It doesn’t stop there. Underwater drones could soon also patrol and protect critical internet cables in the Baltic Sea. And in partnership with the French space start-up Loft Orbital, Helsing already monitors borders and troop movements via reconnaissance satellites. The idea is to pair reconnaissance and combat drones to create an intelligent barrier: one that blocks enemy forces while letting allies through.
In a recent interview with news agency dpa, Helsing’s co-founder, Gundbert Scherf, reckoned that within a year, such a “drone wall” could be deployed along Nato’s 3,000km eastern flank. His core argument is: “Autonomous systems are made for democracies.
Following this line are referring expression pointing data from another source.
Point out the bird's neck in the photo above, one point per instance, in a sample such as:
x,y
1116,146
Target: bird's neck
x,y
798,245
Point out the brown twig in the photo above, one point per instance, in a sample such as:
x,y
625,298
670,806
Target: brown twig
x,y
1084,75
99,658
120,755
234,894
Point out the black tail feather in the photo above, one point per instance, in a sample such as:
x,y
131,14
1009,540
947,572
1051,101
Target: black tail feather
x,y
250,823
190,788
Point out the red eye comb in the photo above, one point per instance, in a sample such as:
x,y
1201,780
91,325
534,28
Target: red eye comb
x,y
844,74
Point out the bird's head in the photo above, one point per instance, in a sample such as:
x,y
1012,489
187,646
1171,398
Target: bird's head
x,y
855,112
We value life; we all want to live a good life. I don’t believe our democracies can – or want to – fight a war of attrition that costs many lives.”
His co-founder, Torsten Reil, recently told the FT: “We can’t be naive about what’s happening. We have to be prepared. And the number one thing that we can do to protect our democracies is to deter.” Helsing, he insists, is focused on the best ways to keep “humans in the loop” in life-and-death decisions. Less a question for physics class, more an ethics one.
The company has just opened its first “Resilience Factory” in southern Germany, aiming at a monthly production capacity of more than 1,000 AI-enabled drones. Will the SPD – once again eyeing its part in a coalition – show the same level of determination? I wouldn’t bet my Walkman on it.